Il s'agit d'un indicateur brut, c'est-à-dire non corrigé des effets de la mortalité. En effet, la descendance finale observée surestime le nombre d'enfants puisque la mortalité vient retirer des sujets de l'étude et empêche d'observer des naissances qui auraient eu lieu sans elle. Si on parle simplement de la descendance finale observée, on parle de descendance finale nette. Il s'agit d'une mesure longitudinale.

L'indicateur de descendance finale est le plus pertinent pour juger de l'évolution de la fécondité, car le moins sensible aux aléas conjoncturels[1]. Il a l'avantage et l'inconvénient de gommer l'effet sur la natalité de l'âge des parturientes : si elles ont des enfants tôt, la natalité est temporairement élevée, avant de baisser ; si elles ont le même nombre d'enfants plus tard, la natalité accuse un déficit qui se résorbe ensuite.

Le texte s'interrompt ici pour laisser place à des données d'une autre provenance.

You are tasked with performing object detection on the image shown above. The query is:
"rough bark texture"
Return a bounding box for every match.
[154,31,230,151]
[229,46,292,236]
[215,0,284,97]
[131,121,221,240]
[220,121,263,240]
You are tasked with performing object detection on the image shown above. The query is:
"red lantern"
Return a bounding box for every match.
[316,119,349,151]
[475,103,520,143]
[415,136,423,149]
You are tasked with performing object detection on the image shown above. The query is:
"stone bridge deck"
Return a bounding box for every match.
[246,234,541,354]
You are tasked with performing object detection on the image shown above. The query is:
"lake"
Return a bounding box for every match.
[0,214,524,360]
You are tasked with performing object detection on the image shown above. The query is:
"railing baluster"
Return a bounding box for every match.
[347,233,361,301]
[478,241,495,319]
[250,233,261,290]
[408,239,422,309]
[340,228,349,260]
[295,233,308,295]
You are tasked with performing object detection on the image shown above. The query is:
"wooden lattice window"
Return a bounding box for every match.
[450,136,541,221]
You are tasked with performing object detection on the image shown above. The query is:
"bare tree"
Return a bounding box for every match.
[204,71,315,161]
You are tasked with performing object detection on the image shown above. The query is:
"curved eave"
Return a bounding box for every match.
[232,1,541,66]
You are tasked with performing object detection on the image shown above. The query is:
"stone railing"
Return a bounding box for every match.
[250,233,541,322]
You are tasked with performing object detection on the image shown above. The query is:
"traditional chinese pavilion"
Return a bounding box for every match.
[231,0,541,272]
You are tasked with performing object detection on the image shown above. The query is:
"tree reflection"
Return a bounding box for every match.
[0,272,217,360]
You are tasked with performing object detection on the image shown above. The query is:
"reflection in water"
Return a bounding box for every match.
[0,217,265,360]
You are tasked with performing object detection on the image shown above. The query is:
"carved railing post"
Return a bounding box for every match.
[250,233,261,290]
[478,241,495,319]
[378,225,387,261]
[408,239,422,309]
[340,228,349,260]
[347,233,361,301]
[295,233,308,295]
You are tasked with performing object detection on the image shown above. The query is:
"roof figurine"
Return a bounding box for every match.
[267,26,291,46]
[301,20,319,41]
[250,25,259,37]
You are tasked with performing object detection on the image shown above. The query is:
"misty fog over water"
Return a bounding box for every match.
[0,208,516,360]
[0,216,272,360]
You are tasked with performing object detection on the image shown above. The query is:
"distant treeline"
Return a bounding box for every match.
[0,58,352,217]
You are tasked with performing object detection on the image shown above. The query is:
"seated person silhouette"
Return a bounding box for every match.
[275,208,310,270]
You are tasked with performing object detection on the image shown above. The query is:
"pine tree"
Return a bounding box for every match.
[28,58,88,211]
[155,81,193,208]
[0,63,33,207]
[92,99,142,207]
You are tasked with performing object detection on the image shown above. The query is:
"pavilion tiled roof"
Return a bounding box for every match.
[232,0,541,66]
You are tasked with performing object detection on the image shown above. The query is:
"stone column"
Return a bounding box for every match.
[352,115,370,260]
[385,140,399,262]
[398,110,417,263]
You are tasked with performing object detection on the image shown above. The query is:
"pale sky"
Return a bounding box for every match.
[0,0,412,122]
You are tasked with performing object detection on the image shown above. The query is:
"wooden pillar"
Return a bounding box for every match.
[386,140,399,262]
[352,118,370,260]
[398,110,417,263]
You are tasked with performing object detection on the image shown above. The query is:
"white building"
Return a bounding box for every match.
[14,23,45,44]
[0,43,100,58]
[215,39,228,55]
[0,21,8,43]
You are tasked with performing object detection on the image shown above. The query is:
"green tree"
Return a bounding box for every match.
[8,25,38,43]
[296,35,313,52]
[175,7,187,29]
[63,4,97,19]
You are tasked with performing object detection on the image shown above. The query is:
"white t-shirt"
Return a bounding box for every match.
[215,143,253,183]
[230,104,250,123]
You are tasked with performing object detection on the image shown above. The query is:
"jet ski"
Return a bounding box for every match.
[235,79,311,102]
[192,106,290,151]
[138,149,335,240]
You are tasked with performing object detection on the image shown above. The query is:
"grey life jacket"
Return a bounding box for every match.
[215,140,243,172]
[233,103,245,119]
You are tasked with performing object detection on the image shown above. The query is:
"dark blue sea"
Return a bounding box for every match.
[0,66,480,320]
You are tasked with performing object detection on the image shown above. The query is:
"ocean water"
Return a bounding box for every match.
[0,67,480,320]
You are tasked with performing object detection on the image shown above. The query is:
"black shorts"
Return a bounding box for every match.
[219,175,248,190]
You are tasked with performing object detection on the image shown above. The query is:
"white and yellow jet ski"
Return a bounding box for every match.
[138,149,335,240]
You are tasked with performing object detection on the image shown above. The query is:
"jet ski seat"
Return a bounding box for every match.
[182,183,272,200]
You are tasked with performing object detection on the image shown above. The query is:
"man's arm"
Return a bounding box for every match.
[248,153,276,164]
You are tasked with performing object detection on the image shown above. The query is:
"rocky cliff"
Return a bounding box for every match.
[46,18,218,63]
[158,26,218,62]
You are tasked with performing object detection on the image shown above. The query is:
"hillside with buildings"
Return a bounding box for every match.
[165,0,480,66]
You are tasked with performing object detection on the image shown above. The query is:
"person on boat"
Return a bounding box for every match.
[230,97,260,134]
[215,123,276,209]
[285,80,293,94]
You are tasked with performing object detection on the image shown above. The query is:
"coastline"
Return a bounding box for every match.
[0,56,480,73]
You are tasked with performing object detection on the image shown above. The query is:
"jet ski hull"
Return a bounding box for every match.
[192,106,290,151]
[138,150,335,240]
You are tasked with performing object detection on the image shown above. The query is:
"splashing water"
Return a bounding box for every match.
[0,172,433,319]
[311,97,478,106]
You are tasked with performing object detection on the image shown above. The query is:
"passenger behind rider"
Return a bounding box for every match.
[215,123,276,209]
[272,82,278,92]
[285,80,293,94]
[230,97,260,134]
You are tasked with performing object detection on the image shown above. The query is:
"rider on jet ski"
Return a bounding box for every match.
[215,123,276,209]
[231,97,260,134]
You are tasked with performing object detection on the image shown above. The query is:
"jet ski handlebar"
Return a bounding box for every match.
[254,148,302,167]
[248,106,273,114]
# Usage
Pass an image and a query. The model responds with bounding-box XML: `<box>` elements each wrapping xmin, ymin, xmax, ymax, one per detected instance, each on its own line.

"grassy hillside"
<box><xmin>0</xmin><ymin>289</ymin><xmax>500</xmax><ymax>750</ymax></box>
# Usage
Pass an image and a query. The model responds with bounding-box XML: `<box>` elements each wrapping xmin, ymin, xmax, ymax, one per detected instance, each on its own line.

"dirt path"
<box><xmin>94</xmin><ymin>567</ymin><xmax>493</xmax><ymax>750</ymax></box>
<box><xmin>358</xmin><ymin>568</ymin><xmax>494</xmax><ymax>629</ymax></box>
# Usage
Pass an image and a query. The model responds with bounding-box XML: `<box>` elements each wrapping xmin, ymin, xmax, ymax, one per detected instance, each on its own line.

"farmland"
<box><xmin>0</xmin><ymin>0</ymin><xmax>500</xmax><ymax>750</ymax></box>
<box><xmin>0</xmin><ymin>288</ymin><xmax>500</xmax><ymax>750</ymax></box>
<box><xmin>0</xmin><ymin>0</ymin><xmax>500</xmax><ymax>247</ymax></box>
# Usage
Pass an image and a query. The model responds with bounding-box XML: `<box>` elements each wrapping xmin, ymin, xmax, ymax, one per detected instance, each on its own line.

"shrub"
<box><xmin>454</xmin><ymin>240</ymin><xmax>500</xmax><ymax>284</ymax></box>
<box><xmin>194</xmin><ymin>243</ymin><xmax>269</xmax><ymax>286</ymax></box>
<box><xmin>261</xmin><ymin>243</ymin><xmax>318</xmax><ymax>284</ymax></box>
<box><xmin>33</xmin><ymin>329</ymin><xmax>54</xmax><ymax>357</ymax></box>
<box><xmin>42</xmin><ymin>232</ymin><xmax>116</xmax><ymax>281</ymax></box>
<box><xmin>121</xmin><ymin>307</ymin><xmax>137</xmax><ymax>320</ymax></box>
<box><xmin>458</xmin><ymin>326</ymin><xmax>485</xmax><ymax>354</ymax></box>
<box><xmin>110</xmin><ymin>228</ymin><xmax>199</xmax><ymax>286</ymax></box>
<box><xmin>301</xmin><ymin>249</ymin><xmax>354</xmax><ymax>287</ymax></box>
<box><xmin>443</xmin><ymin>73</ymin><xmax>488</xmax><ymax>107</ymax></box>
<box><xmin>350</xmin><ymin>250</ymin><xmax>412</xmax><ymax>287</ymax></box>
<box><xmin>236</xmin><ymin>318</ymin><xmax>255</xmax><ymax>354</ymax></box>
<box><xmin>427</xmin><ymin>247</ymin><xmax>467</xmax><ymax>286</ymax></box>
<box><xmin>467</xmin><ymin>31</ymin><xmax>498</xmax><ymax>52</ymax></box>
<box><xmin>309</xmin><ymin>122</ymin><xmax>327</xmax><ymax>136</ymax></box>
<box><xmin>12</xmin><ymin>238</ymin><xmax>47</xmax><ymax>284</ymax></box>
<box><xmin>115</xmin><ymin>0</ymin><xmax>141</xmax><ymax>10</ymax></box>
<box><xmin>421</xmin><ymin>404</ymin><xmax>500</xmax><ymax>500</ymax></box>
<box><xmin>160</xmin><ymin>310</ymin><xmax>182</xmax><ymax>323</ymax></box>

Le maintien naturel d'une population est assuré lorsqu'une femme de la cohorte donne en moyenne naissance à une fille[1].

L'usage aboutit à ce que l'on mesure plus rarement la fécondité des hommes, essentiellement parce que dans les statistiques de naissances, l'identité des pères est moins bien connue (en particulier dans le cas des naissances hors mariage)[2]. Les comparaisons internationales sont plus difficiles. Pourtant les hommes et les femmes n'ont pas exactement le même nombre d'enfants[3]. La fécondité masculine est souvent supérieure à celle des femmes, du fait que les hommes sont moins nombreux dans la population (qui sert de dénominateur dans le calcul des taux), comme par exemple en raison de la surmortalité des hommes après-guerre[4]. Dans les société ou il existe un important écart entre les conjoints des deux sexes (hommes plus âgés que les femmes), il peut résulter un déséquilibre sur le marché matrimonial (plus de femmes que d'hommes, les premières ayant plus de difficultés à se mettre en couple). C'est le cas en particulier en Afrique, avant ou durant la transition démographique[5].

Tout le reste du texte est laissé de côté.